Regulatory capture is a form of political corruption occuring when a regulatory agency, such as Arizona’s Corporation Commission (ACC), created to act in the public interest, instead advances the special concerns of commercial or interest groups that dominate the industry or sector it is charged with regulating.
In the same year that Harvard University Center for Ethic’s ranked Arizona as the country’s most corrupt state, the integrity of the ACC was called into question repeatedly, and Commissioners did very little to persuade the public that their agency was any different than the norm for our state.
Led by the affable Bob Stump, the ACC in just two years has taken steps right off the Christmas wish list of Arizona Public Service CEO Don Brandt, including slashing commercial solar incentives to zero in early 2013, rushing into a first-of-its-kind tax on rooftop solar despite a complete lack of analysis from ACC staff (they asked for more time), and treating Arizona’s 15% renewable energy standard as a ceiling rather than a floor.
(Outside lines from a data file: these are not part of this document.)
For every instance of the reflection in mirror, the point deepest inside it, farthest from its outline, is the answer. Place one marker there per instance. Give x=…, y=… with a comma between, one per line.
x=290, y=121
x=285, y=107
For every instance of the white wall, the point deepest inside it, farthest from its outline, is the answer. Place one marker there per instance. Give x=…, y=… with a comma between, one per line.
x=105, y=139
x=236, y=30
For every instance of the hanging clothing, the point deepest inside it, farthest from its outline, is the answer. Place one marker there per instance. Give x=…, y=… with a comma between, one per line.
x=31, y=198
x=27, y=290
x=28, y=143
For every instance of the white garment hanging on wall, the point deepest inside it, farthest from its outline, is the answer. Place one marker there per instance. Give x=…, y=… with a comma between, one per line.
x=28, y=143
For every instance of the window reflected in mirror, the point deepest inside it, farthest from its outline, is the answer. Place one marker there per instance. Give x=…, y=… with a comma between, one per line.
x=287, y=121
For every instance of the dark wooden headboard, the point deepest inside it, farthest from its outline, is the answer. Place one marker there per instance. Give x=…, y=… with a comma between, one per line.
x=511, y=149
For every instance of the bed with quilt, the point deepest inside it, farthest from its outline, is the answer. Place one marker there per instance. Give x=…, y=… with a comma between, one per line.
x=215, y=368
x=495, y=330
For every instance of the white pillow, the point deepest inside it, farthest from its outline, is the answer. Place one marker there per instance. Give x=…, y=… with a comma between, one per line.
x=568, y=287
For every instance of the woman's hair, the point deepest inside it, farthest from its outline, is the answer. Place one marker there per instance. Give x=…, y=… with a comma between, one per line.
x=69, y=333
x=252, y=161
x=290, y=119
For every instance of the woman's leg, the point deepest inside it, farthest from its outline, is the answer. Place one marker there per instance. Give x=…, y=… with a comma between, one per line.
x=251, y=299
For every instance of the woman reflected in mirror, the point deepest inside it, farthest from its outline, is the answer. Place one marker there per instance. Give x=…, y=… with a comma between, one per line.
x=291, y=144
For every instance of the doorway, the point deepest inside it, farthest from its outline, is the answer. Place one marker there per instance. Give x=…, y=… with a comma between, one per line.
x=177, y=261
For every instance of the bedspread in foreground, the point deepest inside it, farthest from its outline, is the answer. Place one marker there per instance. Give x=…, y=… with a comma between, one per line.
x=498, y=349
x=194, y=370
Now the Commission is considering what could end up being the most backwards step the agency has taken in its history – the abolishment of Arizona’s successful energy efficiency resource standard which requires utilities to be more efficient and has already saved ratepayers an estimated $540 million according to APS’s annual demand side management reports.
Stump has presided over a Commission that has ushered in, by its inaction and silence, an unprecedented era of spending by monopoly APS on public relations and influence. After accidently spending thousands in the 2012 election supporting Stump, Susan Bitter Smith, and Bob Burns, APS opened the floodgates of election cash in 2014, spending a total estimated at over $3 million to ensure two Commissioners friendly to its interests would take office next month.
Starting in January, all five Commissioners will have reached their post at least in part thanks to APS election dollars. Any future candidate for the Commission will now know that to speak out against the utilities might mean getting buried in utility-funded attack ads.
Our Commissioners, tasked by Arizona’s founders with protecting the public by diligently regulating our state’s utilities, have responded with a collective yawn. I’m dreading to find out what the Arizona Captured Commission has in store for 2015.